Since joining the College of Pharmacy faculty in 1961, Distinguished Professor Philip S. Portoghese, Ph.D., has made significant contributions to the field of medicinal chemistry. His research focuses on the neurosciences, and has been critical to the understanding of pain management, addiction, and tolerance to morphine-like pain relievers. He is recognized around the world for his discoveries related to opioid receptors.

Recently, he developed two new compounds that show promise as a breakthrough drug for treating chronic pain.

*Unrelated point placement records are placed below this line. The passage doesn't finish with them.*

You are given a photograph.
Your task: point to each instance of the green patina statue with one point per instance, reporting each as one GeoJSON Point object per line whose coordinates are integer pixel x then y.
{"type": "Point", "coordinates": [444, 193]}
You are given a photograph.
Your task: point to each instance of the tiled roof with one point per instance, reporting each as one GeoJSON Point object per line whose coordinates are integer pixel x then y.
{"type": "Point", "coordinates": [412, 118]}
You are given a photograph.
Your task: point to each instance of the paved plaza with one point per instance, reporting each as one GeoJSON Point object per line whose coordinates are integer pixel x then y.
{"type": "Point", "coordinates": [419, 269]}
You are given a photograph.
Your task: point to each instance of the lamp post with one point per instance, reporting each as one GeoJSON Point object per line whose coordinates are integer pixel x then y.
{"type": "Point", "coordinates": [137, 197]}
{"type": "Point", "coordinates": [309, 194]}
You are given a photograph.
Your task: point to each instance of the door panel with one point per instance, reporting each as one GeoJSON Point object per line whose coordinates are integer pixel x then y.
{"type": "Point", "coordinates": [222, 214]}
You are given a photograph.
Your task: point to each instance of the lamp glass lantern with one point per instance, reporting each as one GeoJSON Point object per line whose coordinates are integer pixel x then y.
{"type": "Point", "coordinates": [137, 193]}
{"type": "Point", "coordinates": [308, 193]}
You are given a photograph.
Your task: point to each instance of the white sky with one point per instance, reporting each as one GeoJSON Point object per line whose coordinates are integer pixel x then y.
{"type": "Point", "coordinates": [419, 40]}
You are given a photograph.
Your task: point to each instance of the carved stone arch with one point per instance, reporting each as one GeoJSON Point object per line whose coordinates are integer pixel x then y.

Many diseases or traumatic conditions are accompanied by inflammation that may lead to increased sensitivity to pain. Generally, the greater sensitivity is due to release of endogenous substances that make
nerves that carry pain more sensitive. However, the opioid analgesics commonly prescribed today were originally evaluated on normal, non-inflamed animal models.

Analgesics such as morphine, codeine, oxymorphone, oxycodone are generally effective analgesics for short term relief of pain. However, their efficacy usually declines upon chronic use due to tolerance.

“In an effort to develop medications that are effective for the pharmacotherapy of chronic pain without tolerance, we designed two compounds — MMG22 and MCC22 — that inhibit the action of inflammation-induced release of endogenous mediators that would promote pain sensitization of neurons while simultaneously stimulating opioid receptors in neurons,” said Portoghese.

Both MMG22 and MCC22 have analgesic activity equivalent to morphine in normal mice, but their potency becomes greatly amplified in inflamed mice. Additionally, no tolerance is evident for either of the
compounds.

“In a chronic bone cancer mouse model, MMG22 was 3.6-million times greater than morphine,” said Portoghese. “MCC22 was found to be highly effective in the treatment of chronic pain resulting from chemotherapy-induced neuropathy and sickle cell disease.”